Multi-surface and multi-field co-segmentation of 3-D retinal optical coherence tomography.

When segmenting intraretinal layers from multiple optical coherence tomography (OCT) images forming a mosaic or a set of repeated scans, it is attractive to exploit the additional information from the overlapping areas rather than discarding it as redundant, especially in low contrast and noisy images. However, it is currently not clear how to effectively combine the multiple information sources available in the areas of overlap. In this paper, we propose a novel graph-theoretic method for multi-surface multi-field co-segmentation of intraretinal layers, assuring consistent segmentation of the fields across the overlapped areas.

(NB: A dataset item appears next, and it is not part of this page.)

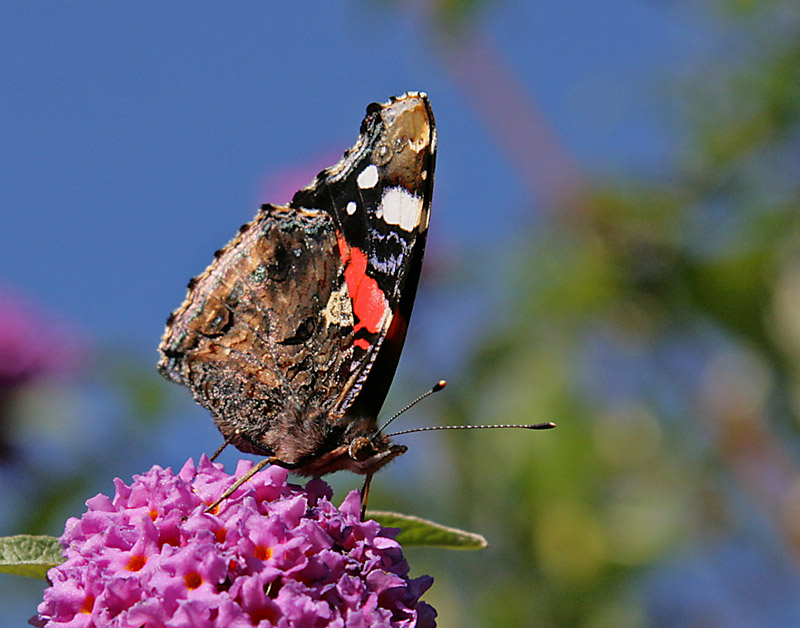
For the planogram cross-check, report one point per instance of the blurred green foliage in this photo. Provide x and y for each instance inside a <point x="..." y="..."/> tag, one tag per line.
<point x="657" y="322"/>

After 2-D en-face alignment, all the fields are segmented simultaneously, imposing a priori soft interfield-intrasurface constraints for each pair of overlapping fields. The constraints penalize deviations from the expected surface height differences, taken to be the depth-axis shifts that produce the maximum cross-correlation of pairwise-overlapped areas. The method's accuracy and reproducibility are evaluated qualitatively and quantitatively on 212 OCT images (20 nine-field, 32 single-field acquisitions) from 26 patients with glaucoma. Qualitatively, the obtained thickness maps show no stitching artifacts, compared to pronounced stitches when the fields are segmented independently. Quantitatively, two ophthalmologists manually traced four intraretinal layers on 10 patients, and the average error ( 4.58 ±1.46 μm) was comparable to the average difference between the observers ( 5.86±1.72 μm). Furthermore, we show the benefit of the proposed approach in co-segmenting longitudinal scans. As opposed to segmenting layers in each of the fields independently, the proposed co-segmentation method obtains consistent segmentations across the overlapped areas, producing accurate, reproducible, and artifact-free results.